An Australian Open title once again eluded Andy Murray on Sunday and the Scot must improve his mental strength if he is to ever attain a Grand Slam, writes Michael Halton
Novak Djokovic claimed his second Grand Slam title when he crushed an out of sorts Andy Murray in straight sets. Fresh from leading Serbia to its first ever Davis Cup title in December, Djokovic played outstanding tennis, dropping just one set on his way to a second Australian Open title.
Murray battled hard, but uncharacteristically sloppy errors, as he tried to fight his way back into the match, handed Djokovic crucial points. The pressure of trying to emulate Fred Perry, the last British man to win a Grand Slam, proved to be too much for Murray as he could not find a way past Djokovic who returned everything thrown at him.

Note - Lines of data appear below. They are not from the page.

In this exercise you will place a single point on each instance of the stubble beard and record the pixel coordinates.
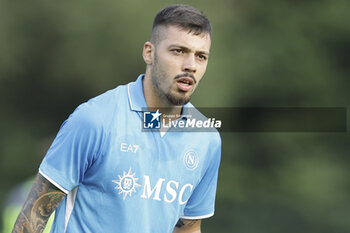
(177, 99)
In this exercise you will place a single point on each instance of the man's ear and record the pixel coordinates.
(148, 53)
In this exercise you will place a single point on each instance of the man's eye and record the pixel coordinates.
(177, 50)
(202, 57)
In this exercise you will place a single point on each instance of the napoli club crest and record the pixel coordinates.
(191, 160)
(126, 184)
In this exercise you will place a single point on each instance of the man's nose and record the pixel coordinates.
(189, 63)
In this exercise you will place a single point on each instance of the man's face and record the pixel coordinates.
(179, 63)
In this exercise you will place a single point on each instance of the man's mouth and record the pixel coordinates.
(185, 83)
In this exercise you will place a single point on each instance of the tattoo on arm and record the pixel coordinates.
(186, 225)
(42, 200)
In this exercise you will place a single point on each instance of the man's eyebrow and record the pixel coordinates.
(187, 49)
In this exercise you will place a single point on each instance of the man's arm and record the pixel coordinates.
(188, 226)
(42, 200)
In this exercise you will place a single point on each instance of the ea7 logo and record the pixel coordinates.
(125, 147)
(172, 192)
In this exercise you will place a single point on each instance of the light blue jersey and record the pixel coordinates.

Djokovic entered the final as slight favourite after his semi-final crushing of World No 2 Roger Federer in straight sets. In the first Grand slam final without either Rafael Nadal or Roger Federer since 2008, Djokovic began brightest winning the first six points of the match. Murray managed to hold his serve in that game but Djokovic had set out his stall and he never looked back from that terrific opening.

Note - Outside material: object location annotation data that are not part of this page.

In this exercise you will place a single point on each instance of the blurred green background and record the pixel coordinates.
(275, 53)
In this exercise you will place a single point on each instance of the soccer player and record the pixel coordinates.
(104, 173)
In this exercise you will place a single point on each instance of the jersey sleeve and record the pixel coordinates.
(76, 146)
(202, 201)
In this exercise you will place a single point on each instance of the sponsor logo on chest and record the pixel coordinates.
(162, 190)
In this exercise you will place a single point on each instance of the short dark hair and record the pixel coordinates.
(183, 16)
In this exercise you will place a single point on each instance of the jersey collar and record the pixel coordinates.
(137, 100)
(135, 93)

Djokovic’s ability to return everything that Murray threw at him destroyed Murray’s morale and the unforced errors that Murray committed, 47 in all, as well as his low percentage of first serves in (just 51 per cent) completely undermined the challenge of the Dunblane man. Djokovic broke Murrays’ serve in the tenth game of the first set to win 6-4.
Murray seemed completely demoralised by the setback and committed a series of sloppy errors to hand complete control of the match to Djokovic, who wasn’t going to refuse the invitation. Djokovic raced into a five-game-to-love lead as Murray’s concentration slipped. The Scot stirred from his slumber and staged a mini-revival, managing to break Djokovic’s serve for the first time, but he could not sustain his momentum and Djokovic claimed the second set 6-2.
Murray opened the third set brightly by breaking Djokovic’s serve again, but he threw his good work away by losing the second game to love. Djokovic moved 3-1 up with Murray saving six break points to no avail. Murray managed to bring it back to 3-3, but the relentless Serb continued to press and he took the next three games to claim the second Grand Slam title of his career. Djokovic’s victory here and his performances in the US Open last year signal that he may finally be ready to claim his place alongside multiple Grand Slam winners Rafael Nadal and Roger Federer.
Murray will look back on this match as an opportunity wasted, as in the absence of Nadal and Federer, he would have fancied his chances of becoming the first Scot to claim a Grand Slam title. However, his dismal record in Grand Slam finals, where he has yet to win a set, is an unfortunate indictment of his game.
The manner of this defeat will force him to consider if a more aggressive style would be more suited to the big occasions. Murray will be back but if he wants to be a Grand Slam Champion he needs to cut out the silly errors that seem to assail him in the big matches, or he will be in danger of becoming the next Tim Henman.